What’s a legitimately smart fridge? Well, how about one that automatically keeps track of everything I put in it so that I can check to see if I’ve got any Dijon mustard left while I’m at the store? Or maybe it could figure out that my four carrots, three ribs of celery, and last night’s chicken leftovers will add up to a great stock—and then flash a recipe on its screen when I go get a Coke. Or take my stove: What if it could determine when the sauce that’s been reducing on the back burner has just reached the proper consistency—and then shut off the burner all by itself?
See what I’m getting at? I want smarts that improve and automate the performance of my appliances, not just let me control them with my phone. But none of the smart appliances on the market today are smart enough to do this sort of thing. And it’s not really their fault. The real problem is the stuff in the rest of the world—the food, pots, and clothes that interact with our appliances—don’t have any sort of intelligence embedded in them. Smart appliances are stupid because the world is holding them back.
Take, for instance, my dream of a refrigerator capable of keeping track of its contents. That would only work if every food item that I put into my fridge were marked with an RFID tag that told my fridge what it was. Also, every shelf in the fridge would need to be able to register each item’s weight—this would let the fridge determine that my mustard jar contained only a few spoons of mustard, then text me urgently when I’m at the store. What about the leftovers? How would your fridge know the contents of your Tupperware and whether it was close to spoiling? Maybe Tupperware of the future could be embedded with the spoilage sensor technology that commercial food packagers are now developing.
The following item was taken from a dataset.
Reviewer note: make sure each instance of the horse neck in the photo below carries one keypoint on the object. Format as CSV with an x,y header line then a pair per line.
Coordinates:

Let’s get to your stove and oven. Adding RFID and weight sensors to the burner plates on a stove would make it pretty smart. If all your saucepans were RFID tagged, your stove would know how much each pot weighed when empty. Then, with the weight sensor, it could determine the starting weight of your sauce. Now you tell the stove to cook slowly until the sauce reduces by half. (Obviously it has a natural language speech engine, so you just bark out your command, as you would to your sous chef.) By monitoring how the weight of the pot changes as the liquid evaporates, your stove could determine exactly when to turn off the burner.
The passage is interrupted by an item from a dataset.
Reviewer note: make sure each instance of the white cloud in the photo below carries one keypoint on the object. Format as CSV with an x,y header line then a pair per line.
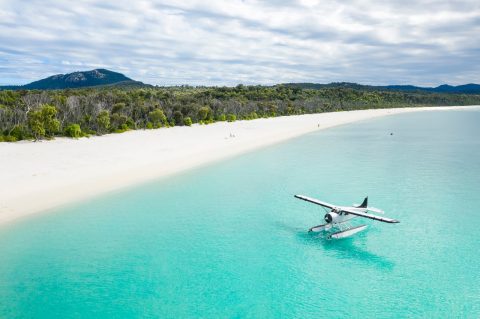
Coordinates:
x,y
252,41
The same idea would work for washing and drying your clothes. If your clothing were radio tagged, you wouldn’t need to set the cycle on your machine; it would know when to use hot water for whites and go easy on your delicates. Of course, the biggest headache of washing and drying your clothes is all the physical labor—the sorting, the folding, etc. The only real way to get around this is with robotics. If your washer came equipped with a smart arm that could load itself, and your dryer came with another arm that could fold all your clothes—well, that’d be something to crow about. Considering the many hours of folding time it would save your household, paying even a few thousand dollars more for that kind of intelligence might be worth it.
But I’m getting away from myself. As you can see, truly smart appliances would require a kind of ubiquitous infrastructure of intelligence, which I’d bet is a long, long time away. It’s so far away that a lot of what I’m suggesting here might sound like science fiction. Maybe even magic. But that’s not a bad thing. Intelligence is a high bar; if we’re going to call something “smart,” let’s make sure it actually is.
And one last thing: Adding touch screens to home appliances is sure to ruin them. Touch screens work great on general-purpose devices like phones and tablets, but on a machine that does only a few things, tactile controls are better. Knobs and buttons work without you having to look at them. So until we get some actual smarts in these devices, you’d be wise to avoid any home appliance with a screen. It’s a clear sign of stupidity.